Former Philippine president Corazon Aquino’s body made its final journey through Manila yesterday to be buried next to her assassinated husband in a culmination of grieving for the icon hailed as the example of moral leadership.
Over the last five days, hundreds of thousands of mourners have filed past her open casket. Family, friends and former aides crowded into the Manila Cathedral late on Tuesday to eulogize the accidental opposition leader who led the 1986 “people power” uprising and drove away the 20-year repressive rule of Ferdinand Marcos.
Aquino, the 11th Philippine president, died on Saturday at age 76 after a yearlong battle with colon cancer.
PHOTO: AFP
Her successors Fidel Ramos and Joseph Estrada, the latter deposed in a second popular uprising in 2001 on corruption allegations, together with East Timor President Jose Ramos-Horta, attended yesterday’s requiem Mass.
Aquino inspired East Timor’s struggle for independence from Indonesia a decade ago, Ramos-Horta said.
“I think the greatest tribute that Filipinos can pay to Corazon Aquino and so many others who gave their lives for democracy is ... there should be no more dictatorships again,” he said.
Philippine President Gloria Macapagal Arroyo, who was at odds with Aquino after she called on Arroyo to resign because of vote-rigging allegations, paid a quick visit to the wake yesterday morning upon her return from the US and left before the church ceremonies and procession.
Hundreds of thousands chanting “Cory” lined Manila’s rainy streets and walked behind the flatbed truck carrying Aquino’s flag-draped coffin as the procession, lashed by winds, inched its way to her final resting place beside her husband, Benigno “Ninoy” Aquino, at Manila Memorial Park. Yellow confetti showered the roads.
“We never saw any wrongdoing on her part,” housekeeper Edith Sabas said.

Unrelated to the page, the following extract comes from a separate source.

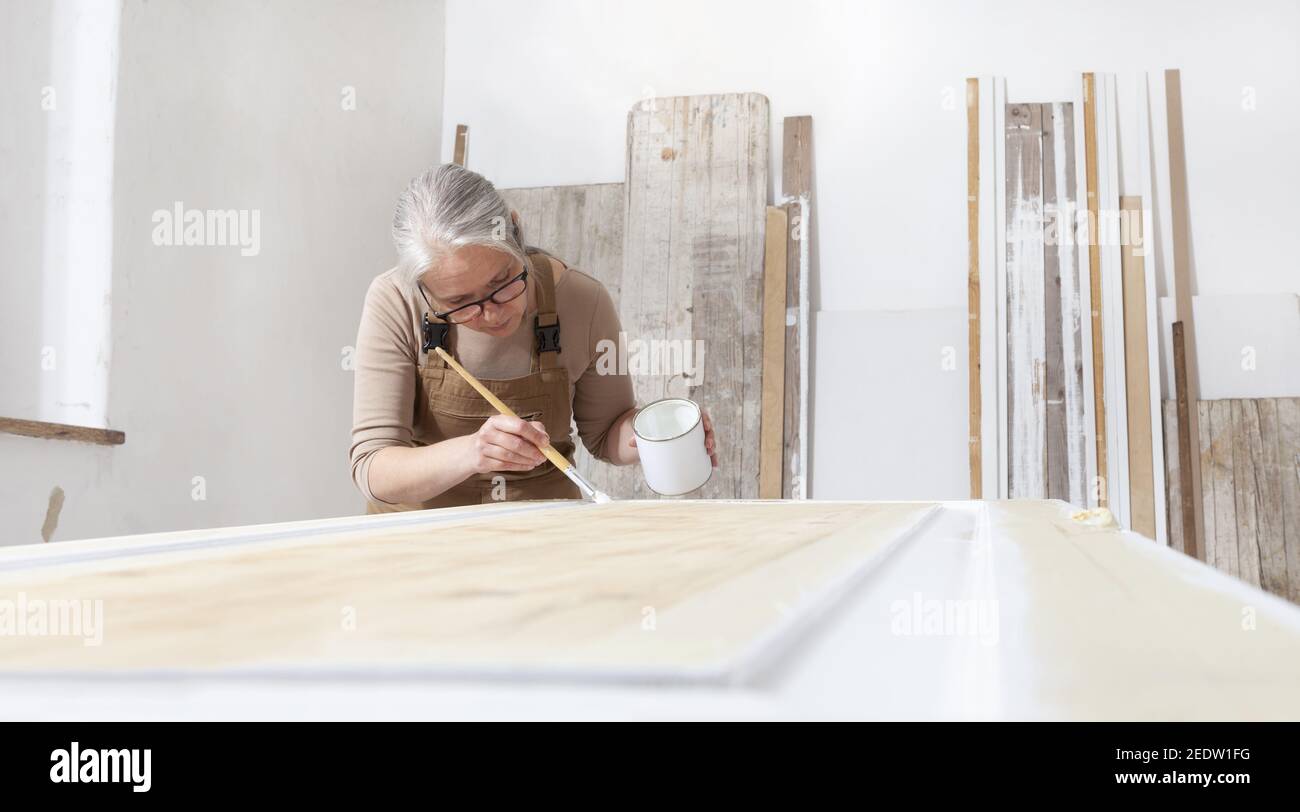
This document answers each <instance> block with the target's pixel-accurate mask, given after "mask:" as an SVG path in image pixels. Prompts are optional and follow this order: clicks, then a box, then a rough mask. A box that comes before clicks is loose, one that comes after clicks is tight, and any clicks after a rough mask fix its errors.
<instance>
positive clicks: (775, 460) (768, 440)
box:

Fire trucks blasted their cannons, forming arcs of water above the procession in a salute to the former president. Yellow ribbons and balloons flapped from lamp posts, trees and vehicles — a tribute to Aquino’s signature color, which became a symbol of her movement.
Hundreds of bikers and cyclists in yellow shirts led the convoy.

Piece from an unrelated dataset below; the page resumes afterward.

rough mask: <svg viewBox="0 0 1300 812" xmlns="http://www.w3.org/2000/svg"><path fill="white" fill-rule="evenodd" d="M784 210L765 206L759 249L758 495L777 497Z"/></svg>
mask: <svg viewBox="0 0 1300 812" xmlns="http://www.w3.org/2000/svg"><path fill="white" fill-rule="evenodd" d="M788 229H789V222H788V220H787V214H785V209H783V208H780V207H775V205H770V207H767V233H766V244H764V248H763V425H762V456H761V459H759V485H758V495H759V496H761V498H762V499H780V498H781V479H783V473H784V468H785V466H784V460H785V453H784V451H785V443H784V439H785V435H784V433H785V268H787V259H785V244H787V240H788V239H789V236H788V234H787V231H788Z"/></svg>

At the simple white-painted tomb at the family mausoleum, interior designer Merly Querubin, wearing a baseball cap adorned with a yellow ribbon, said her country had two kinds of leaders.
“One who we follow out of fear and one who we follow out of respect. We have lost a leader so respected,” she said.

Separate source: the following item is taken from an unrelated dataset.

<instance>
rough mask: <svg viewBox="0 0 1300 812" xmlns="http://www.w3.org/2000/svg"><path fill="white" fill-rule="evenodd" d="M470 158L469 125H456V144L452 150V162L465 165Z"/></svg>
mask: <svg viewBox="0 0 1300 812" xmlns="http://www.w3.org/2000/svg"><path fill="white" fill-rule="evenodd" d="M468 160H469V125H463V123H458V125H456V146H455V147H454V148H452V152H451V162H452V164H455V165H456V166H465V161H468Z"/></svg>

In a highly symbolic gesture, the late Marcos’ two children paid their last respects on Tuesday to the woman who toppled their father.
It was unlikely, however, to reconcile the families’ bitter rivalry.
Aquino’s brother-in-law, former senator Agapito “Butz” Aquino, welcomed them at the wake, saying the family had “no fight with the children” of Marcos.
Aquino rose to prominence after her husband was assassinated in 1983 as he returned from US exile to oppose Marcos. Hesitant, she inherited his mantle and agreed to run against the strongman in 1986.